Outros fatores que influenciaram a baixa liquidez interna nos últimos dias foram os feriados na segunda-feira, 3, nos Estados Unidos (Dia do Trabalho) e na sexta, 7, no Brasil (Dia da Independência).

 

Quanto ao robusta, assim como para o arábica, os baixos preços ofertados e a semana mais curta mantiveram agentes distantes do mercado spot e a liquidez, baixa.

 

Frango 

 

No atacado, a carcaça de frango está cotada em R$4,35/kg, uma alta de 16,0% em sete dias.

 

A casa dos R$4,00 só foi atingida este ano no período de desabastecimento do mercado decorrente da paralisação dos caminhoneiros (entre os dias 28 de maio e 13 de junho).

 

Devido ao incremento dos preços no atacado, os preços na granja ganharam fôlego e saíram da estabilidade que perdurou por 51 dias.

 

O frango vivo teve alta de 6,7% na semana, sendo comercializado, em média, por R$3,10/kg, com mercado firme.

 

A demanda maior, com o início de mês, deu sustentação às cotações.
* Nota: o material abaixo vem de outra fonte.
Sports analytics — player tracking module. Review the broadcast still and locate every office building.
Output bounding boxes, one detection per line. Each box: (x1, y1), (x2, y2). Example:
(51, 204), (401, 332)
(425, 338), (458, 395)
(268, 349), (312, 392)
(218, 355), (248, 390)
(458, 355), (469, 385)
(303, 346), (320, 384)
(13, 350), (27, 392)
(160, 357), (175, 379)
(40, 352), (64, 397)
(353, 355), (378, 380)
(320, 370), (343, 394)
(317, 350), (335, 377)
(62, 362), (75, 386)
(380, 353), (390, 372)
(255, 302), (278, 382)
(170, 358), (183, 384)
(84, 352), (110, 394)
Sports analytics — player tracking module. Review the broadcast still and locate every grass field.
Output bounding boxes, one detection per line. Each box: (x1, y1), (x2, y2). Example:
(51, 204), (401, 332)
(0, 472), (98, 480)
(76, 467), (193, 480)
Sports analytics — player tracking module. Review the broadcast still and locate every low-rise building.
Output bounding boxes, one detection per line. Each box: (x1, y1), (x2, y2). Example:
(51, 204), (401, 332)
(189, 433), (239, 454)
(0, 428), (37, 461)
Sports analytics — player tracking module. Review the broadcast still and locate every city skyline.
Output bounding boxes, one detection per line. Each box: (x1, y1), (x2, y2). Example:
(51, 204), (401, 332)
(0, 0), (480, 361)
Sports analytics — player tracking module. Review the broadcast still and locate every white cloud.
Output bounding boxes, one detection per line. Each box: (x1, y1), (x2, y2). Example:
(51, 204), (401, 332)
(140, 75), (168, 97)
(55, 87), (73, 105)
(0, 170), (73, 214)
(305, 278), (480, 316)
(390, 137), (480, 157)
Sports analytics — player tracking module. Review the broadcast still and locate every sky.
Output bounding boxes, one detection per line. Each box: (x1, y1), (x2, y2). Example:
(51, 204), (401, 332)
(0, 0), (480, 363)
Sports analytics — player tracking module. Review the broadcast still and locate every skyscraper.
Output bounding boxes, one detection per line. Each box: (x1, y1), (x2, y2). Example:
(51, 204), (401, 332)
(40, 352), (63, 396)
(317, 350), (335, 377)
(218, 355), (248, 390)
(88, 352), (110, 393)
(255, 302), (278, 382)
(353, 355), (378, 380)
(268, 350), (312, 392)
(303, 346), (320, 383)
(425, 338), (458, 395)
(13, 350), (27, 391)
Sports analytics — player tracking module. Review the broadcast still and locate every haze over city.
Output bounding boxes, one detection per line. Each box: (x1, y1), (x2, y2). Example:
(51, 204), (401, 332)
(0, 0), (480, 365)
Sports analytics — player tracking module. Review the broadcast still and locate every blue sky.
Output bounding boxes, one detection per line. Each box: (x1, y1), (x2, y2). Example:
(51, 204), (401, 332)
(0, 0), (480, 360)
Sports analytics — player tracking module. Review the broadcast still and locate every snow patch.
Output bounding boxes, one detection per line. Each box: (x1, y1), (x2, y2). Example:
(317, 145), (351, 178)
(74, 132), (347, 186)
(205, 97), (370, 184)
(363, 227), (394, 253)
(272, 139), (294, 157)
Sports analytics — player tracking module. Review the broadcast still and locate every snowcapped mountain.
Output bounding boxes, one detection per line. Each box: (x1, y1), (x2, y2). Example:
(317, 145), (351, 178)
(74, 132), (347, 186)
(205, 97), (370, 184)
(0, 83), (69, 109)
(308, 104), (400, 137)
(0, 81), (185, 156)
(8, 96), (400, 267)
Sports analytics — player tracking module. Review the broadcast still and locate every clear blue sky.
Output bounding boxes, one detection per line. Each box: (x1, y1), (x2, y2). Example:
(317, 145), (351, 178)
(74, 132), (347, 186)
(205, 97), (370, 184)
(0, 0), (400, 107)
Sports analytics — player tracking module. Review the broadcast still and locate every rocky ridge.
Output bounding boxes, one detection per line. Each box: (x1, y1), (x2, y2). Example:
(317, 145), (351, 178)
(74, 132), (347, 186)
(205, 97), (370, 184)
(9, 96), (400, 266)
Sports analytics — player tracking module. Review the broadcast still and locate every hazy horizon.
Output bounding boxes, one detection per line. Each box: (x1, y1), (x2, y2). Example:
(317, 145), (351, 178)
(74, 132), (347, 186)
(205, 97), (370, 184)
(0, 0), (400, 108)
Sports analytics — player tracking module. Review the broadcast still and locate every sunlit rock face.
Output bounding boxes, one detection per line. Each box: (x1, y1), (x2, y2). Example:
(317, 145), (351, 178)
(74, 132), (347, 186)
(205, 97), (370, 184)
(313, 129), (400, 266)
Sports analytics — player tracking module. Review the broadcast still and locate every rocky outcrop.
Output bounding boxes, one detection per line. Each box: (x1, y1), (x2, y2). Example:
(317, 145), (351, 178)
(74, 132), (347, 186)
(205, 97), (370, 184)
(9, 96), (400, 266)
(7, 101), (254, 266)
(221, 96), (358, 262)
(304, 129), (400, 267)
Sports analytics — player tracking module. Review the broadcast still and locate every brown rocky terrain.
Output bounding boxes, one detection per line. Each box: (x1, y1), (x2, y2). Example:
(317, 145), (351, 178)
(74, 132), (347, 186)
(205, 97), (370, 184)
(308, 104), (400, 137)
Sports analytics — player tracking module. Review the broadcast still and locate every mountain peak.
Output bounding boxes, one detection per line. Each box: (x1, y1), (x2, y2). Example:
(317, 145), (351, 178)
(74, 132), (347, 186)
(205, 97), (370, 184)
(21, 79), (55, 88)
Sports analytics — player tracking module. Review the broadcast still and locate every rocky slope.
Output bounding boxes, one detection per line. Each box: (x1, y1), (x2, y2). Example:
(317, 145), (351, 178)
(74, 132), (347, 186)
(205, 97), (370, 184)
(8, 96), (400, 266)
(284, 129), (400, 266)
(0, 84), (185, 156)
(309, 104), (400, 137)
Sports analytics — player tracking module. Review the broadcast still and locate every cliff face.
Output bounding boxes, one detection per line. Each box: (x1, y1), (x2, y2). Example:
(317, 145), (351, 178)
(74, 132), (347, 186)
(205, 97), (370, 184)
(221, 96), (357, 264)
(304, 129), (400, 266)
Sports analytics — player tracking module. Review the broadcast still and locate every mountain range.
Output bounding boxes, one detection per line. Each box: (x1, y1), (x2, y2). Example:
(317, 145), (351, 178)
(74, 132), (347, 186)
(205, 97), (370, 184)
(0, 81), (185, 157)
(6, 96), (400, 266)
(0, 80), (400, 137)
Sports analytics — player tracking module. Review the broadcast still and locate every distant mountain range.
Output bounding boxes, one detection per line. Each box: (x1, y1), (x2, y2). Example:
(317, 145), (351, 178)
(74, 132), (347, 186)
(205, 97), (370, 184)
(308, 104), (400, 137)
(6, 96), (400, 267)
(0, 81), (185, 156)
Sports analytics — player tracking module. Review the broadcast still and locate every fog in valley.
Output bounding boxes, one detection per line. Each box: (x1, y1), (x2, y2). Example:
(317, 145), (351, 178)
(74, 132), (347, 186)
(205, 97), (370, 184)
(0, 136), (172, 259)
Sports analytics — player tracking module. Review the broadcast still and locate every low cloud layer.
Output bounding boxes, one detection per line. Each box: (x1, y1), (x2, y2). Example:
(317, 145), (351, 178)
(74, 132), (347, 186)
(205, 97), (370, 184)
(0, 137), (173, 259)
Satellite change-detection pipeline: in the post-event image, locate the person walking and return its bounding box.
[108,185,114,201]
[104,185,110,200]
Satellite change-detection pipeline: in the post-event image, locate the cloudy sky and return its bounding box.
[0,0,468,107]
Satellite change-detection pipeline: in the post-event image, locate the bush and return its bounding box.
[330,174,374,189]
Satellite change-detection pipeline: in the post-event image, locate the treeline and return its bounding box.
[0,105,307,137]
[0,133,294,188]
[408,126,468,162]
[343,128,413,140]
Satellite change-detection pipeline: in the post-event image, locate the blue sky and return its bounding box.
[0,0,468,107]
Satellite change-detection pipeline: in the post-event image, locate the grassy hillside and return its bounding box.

A expectativa é de mercado firme em curto prazo.

 

Suínos 

 

Levantamento do Cepea mostra que os custos de produção da suinocultura independente em Minas Gerais e em Mato Grosso têm superado a receita obtida com a vendas dos animais desde março deste ano (tomando-se como base o COT – Custo Operacional Total, que considera o custo operacional efetivo mais os custos com depreciações e pró-labore).

 

Segundo pesquisadores do Cepea, esse contexto – que é resultado das consecutivas quedas nos preços de venda dos animais e das altas de importantes insumos do setor, como milho e farelo de soja – tem levado produtores a migrarem de atividade.

 

Conforme a equipe de Insumos Pecuários do Cepea, uma menor liquidez nas negociações já vem sendo observada, inclusive, no mercado de medicamentos para suínos.